Роман Замятина «Мы» великолепен не только визионерской составляющей – в нем, кроме прочего, прекрасно отражена «война города и деревни». Позднее ее столь чутко изобразил Валентин Распутин. Замятина же обвинили в несвоевременности. Но через 15 лет после публикации романа «Мы» мои прадеды в Поволжье умирали от голода, так как зерно свозилось в город. За переход от сохи к ядерной бомбе, как сказал Черчилль об СССР, пришлось заплатить жуткими смертями – и платили чаще всего крестьяне.
Деревню, по директиве Свердлова, раскалывали на два враждующих лагеря, сталкивали братьев лбами до «кровавой колошматины». Десять миллионов «кулаков» – а попадали под это определение легко, достаточно было иметь корову, – уничтожили. Убили не только людей, но и сам деревенский уклад, цементировавший Россию и живший другой – параллельной к власти – жизнью. Как крестьян оторвали от своей земли, так и Россию отлучили от ее первоэлементов. Ни при «белых», ни при «красных» люди деревни не чувствовали себя ни в сытости, ни в безопасности. Девяностые же довершили избиение, обеспечив летальный исход. За 20 с лишним лет в России исчезло около 30 тысяч деревень. А те, что как бы еще существуют, находятся где-то в состоянии бардо – между жизнью и смертью.

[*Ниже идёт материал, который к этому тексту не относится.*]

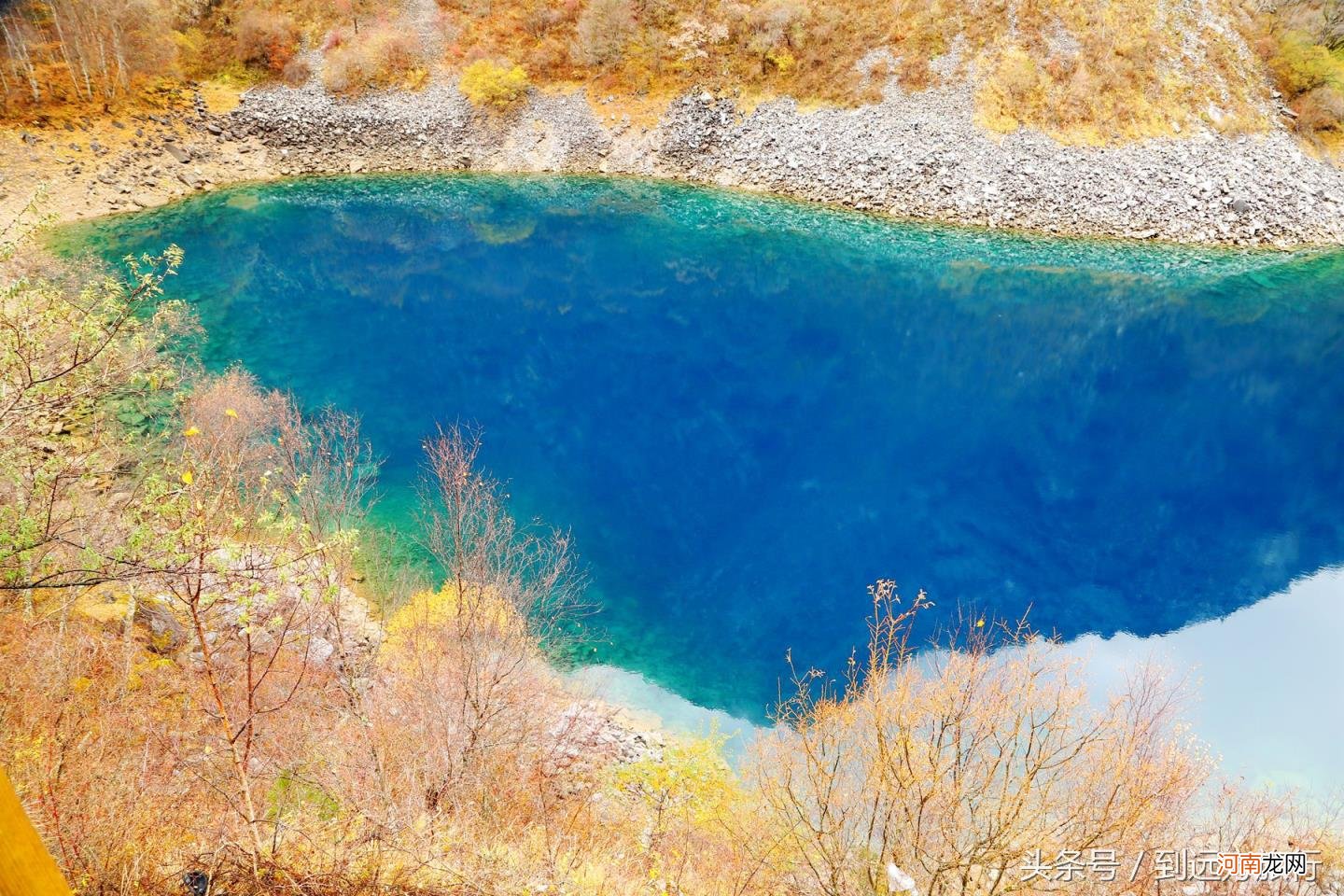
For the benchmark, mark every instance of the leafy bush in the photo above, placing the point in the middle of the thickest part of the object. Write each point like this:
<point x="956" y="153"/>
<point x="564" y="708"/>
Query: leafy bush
<point x="492" y="85"/>
<point x="605" y="28"/>
<point x="1309" y="76"/>
<point x="266" y="39"/>
<point x="378" y="57"/>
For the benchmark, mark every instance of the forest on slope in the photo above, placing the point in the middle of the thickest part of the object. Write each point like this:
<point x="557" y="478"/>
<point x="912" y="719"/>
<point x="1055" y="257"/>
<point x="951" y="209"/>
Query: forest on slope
<point x="1084" y="70"/>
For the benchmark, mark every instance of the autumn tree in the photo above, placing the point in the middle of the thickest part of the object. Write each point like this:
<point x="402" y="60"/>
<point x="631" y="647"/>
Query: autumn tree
<point x="952" y="764"/>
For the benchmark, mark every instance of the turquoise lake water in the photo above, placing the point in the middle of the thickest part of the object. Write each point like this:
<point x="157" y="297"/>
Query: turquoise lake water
<point x="746" y="410"/>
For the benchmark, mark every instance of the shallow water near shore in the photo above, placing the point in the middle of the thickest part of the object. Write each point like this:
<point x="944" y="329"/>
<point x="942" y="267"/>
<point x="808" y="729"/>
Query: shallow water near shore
<point x="748" y="410"/>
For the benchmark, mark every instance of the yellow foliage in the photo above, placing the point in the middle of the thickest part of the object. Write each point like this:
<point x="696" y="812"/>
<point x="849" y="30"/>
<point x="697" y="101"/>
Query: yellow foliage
<point x="491" y="85"/>
<point x="446" y="608"/>
<point x="690" y="779"/>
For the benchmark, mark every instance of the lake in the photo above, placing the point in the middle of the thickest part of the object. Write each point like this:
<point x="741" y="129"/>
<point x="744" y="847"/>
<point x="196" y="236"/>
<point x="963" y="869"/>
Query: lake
<point x="746" y="409"/>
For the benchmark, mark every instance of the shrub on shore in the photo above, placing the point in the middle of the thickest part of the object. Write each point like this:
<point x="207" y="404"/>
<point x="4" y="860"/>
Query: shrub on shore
<point x="494" y="85"/>
<point x="376" y="57"/>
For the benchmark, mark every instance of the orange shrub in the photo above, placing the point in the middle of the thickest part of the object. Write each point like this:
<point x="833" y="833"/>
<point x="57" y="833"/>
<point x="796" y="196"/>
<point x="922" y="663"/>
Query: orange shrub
<point x="266" y="39"/>
<point x="378" y="57"/>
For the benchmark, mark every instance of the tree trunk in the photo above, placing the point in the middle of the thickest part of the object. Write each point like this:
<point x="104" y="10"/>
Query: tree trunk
<point x="26" y="867"/>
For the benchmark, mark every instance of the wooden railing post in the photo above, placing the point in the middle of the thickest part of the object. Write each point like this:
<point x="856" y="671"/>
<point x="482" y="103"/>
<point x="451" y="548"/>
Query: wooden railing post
<point x="26" y="867"/>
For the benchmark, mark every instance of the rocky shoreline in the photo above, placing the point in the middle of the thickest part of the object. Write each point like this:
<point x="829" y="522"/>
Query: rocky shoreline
<point x="914" y="156"/>
<point x="917" y="156"/>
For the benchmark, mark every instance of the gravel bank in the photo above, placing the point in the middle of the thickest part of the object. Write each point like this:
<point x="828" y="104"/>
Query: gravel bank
<point x="913" y="155"/>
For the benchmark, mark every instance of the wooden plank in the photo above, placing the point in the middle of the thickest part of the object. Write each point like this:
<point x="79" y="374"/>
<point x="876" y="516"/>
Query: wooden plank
<point x="26" y="867"/>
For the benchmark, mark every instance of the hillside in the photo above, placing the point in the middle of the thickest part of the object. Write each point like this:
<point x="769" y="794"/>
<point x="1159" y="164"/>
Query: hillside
<point x="1081" y="70"/>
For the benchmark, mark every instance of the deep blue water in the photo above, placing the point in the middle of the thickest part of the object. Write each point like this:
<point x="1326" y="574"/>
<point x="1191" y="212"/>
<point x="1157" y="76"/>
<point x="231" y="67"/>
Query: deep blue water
<point x="746" y="410"/>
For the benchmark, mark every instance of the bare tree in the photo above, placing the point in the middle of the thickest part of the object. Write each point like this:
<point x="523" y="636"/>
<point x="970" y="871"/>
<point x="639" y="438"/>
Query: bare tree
<point x="952" y="764"/>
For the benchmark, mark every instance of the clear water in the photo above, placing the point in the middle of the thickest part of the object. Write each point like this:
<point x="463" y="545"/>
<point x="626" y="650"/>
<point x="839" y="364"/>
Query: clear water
<point x="746" y="410"/>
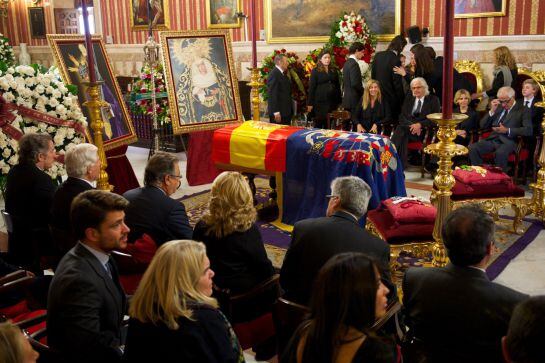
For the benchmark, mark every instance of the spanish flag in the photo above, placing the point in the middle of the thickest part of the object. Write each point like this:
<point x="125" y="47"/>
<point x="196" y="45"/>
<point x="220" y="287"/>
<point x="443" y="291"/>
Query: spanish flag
<point x="253" y="144"/>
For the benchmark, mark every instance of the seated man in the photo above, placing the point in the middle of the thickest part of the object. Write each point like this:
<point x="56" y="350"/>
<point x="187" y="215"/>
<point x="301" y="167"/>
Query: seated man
<point x="456" y="311"/>
<point x="508" y="119"/>
<point x="29" y="194"/>
<point x="413" y="118"/>
<point x="86" y="302"/>
<point x="316" y="240"/>
<point x="526" y="333"/>
<point x="151" y="210"/>
<point x="83" y="167"/>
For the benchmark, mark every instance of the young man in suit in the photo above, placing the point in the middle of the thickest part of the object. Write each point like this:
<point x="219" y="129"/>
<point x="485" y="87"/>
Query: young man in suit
<point x="413" y="118"/>
<point x="455" y="311"/>
<point x="86" y="302"/>
<point x="508" y="119"/>
<point x="151" y="210"/>
<point x="316" y="240"/>
<point x="279" y="103"/>
<point x="352" y="81"/>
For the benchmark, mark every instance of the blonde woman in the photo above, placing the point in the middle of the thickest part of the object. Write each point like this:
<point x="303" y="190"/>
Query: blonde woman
<point x="233" y="240"/>
<point x="173" y="316"/>
<point x="373" y="110"/>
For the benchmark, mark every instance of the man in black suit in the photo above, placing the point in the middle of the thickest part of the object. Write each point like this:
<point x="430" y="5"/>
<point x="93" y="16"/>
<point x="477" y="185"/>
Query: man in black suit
<point x="86" y="302"/>
<point x="391" y="84"/>
<point x="316" y="240"/>
<point x="279" y="103"/>
<point x="508" y="119"/>
<point x="83" y="167"/>
<point x="151" y="210"/>
<point x="352" y="81"/>
<point x="455" y="311"/>
<point x="413" y="118"/>
<point x="29" y="193"/>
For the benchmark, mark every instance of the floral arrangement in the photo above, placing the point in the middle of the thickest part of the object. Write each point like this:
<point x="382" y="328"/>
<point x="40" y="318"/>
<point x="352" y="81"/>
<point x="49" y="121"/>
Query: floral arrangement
<point x="6" y="51"/>
<point x="143" y="106"/>
<point x="40" y="89"/>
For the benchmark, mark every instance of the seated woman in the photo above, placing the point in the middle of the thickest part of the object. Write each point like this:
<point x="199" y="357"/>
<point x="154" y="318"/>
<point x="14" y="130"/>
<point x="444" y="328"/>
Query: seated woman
<point x="348" y="297"/>
<point x="232" y="239"/>
<point x="372" y="111"/>
<point x="173" y="316"/>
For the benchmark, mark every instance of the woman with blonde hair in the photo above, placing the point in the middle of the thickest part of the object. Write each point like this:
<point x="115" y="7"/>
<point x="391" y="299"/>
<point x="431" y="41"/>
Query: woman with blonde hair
<point x="173" y="316"/>
<point x="373" y="110"/>
<point x="233" y="240"/>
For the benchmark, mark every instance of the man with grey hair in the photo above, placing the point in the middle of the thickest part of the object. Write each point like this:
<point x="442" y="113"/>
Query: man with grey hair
<point x="316" y="240"/>
<point x="83" y="167"/>
<point x="413" y="118"/>
<point x="508" y="119"/>
<point x="151" y="210"/>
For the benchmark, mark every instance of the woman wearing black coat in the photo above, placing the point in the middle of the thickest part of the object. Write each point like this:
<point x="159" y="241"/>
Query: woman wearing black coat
<point x="324" y="93"/>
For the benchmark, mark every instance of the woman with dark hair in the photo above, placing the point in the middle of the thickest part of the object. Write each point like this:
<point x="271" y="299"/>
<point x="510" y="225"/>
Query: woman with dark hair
<point x="324" y="94"/>
<point x="348" y="297"/>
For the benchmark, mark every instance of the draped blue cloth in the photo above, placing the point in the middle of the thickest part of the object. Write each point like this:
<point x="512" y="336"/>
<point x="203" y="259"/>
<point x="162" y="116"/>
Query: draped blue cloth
<point x="315" y="157"/>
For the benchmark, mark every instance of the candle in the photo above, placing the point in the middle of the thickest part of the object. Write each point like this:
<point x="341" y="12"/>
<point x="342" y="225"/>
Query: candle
<point x="254" y="34"/>
<point x="448" y="49"/>
<point x="88" y="43"/>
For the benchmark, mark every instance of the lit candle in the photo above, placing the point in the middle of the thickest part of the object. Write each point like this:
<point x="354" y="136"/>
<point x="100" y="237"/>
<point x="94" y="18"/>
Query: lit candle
<point x="88" y="43"/>
<point x="448" y="66"/>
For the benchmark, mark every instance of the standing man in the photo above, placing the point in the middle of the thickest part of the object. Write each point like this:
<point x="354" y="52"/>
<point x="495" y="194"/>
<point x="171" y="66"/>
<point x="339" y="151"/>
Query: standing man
<point x="352" y="81"/>
<point x="280" y="103"/>
<point x="86" y="302"/>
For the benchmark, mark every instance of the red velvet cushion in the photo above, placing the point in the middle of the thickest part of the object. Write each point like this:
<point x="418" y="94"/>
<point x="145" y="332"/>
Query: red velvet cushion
<point x="396" y="233"/>
<point x="411" y="211"/>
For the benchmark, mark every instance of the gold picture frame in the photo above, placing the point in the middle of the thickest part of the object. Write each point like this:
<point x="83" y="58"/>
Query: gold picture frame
<point x="280" y="21"/>
<point x="201" y="79"/>
<point x="480" y="9"/>
<point x="69" y="53"/>
<point x="220" y="12"/>
<point x="139" y="15"/>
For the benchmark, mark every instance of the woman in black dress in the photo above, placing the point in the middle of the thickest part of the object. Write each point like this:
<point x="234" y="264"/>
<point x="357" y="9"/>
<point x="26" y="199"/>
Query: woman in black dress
<point x="372" y="111"/>
<point x="324" y="94"/>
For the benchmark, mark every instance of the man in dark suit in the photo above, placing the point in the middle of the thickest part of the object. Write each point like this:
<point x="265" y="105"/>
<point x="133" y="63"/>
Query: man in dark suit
<point x="29" y="193"/>
<point x="455" y="311"/>
<point x="391" y="84"/>
<point x="86" y="302"/>
<point x="508" y="119"/>
<point x="83" y="167"/>
<point x="151" y="210"/>
<point x="352" y="81"/>
<point x="279" y="103"/>
<point x="413" y="118"/>
<point x="316" y="240"/>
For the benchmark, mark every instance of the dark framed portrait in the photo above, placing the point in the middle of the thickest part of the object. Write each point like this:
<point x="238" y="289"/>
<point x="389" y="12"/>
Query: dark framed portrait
<point x="201" y="81"/>
<point x="311" y="19"/>
<point x="222" y="13"/>
<point x="70" y="56"/>
<point x="145" y="11"/>
<point x="36" y="19"/>
<point x="479" y="8"/>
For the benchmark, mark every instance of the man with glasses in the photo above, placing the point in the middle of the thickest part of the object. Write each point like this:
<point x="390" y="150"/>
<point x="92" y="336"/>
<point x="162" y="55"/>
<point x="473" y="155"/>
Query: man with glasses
<point x="508" y="119"/>
<point x="151" y="210"/>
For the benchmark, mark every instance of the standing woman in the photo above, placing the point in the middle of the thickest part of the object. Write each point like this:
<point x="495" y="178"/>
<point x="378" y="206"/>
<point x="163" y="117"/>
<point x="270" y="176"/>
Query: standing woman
<point x="325" y="90"/>
<point x="373" y="110"/>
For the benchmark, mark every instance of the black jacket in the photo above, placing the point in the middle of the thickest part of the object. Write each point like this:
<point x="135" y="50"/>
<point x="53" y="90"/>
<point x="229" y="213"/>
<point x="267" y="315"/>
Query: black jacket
<point x="151" y="211"/>
<point x="458" y="312"/>
<point x="315" y="241"/>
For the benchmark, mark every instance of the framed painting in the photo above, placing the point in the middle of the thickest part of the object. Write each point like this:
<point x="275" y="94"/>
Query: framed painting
<point x="201" y="80"/>
<point x="70" y="56"/>
<point x="479" y="8"/>
<point x="222" y="13"/>
<point x="311" y="19"/>
<point x="145" y="11"/>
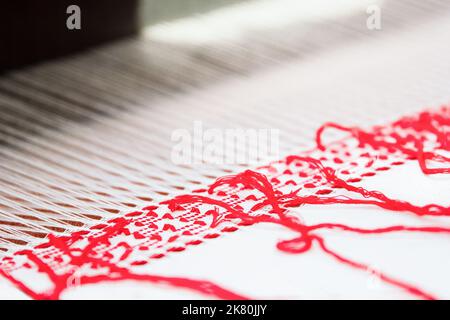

Я помню свое первое посещение крохотной деревеньки в Брянской области, откуда родом моя бабушка и мама. Темное, жуткое место без единого проблеска света – в прямом и в переносном смысле. Покосившиеся дома, брошенные, разграбленные. В тех, что еще населены, живут старухи на свою нищенскую пенсию. Один человек нормального рабочего возраста – тридцатилетний Сергей, успевший сделать пять детей: беззубый, спившийся, больной туберкулезом. А из дальнего дома – крики пьяной мрази, терроризирующей всю деревню. Ограбили, выпотрошили все – ломали даже колхозные стены, чтобы извлечь из них арматуру. И в соседний городок можно добраться лишь на автобусе, раз в день (2014-й год, энергетическая сверхдержава Россия).
Но самое темное впечатление на меня произвели школа и яблоневый сад. Школа стояла брошенная, с разбитыми стеклами, а в одном классе, где были содраны обои и вспучился линолеум, посредине торчал одинокий глобус. И конечно, сад: когда-то прекрасный, пахнувший сидром, с кряжистыми яблонями – в нем белый налив, никому не нужный, пахучим ковром распластался под ногами. Никогда нигде больше я не ел таких сочных и вкусных яблок!
Сама природа в деревеньке была отравлена. Озерцо, когда-то чистое, превращалось в топи, исчезли ягоды, а леса кишели змеями, точно фильм ужасов становился реальностью. Что-то древнее, инфернальное наползало на человеческое поселение, забирало жизнь, приносило жертву. Деревенька иссякла. И мусор с иностранными словами покрыл ее. Жизни не осталось. Русской жизни.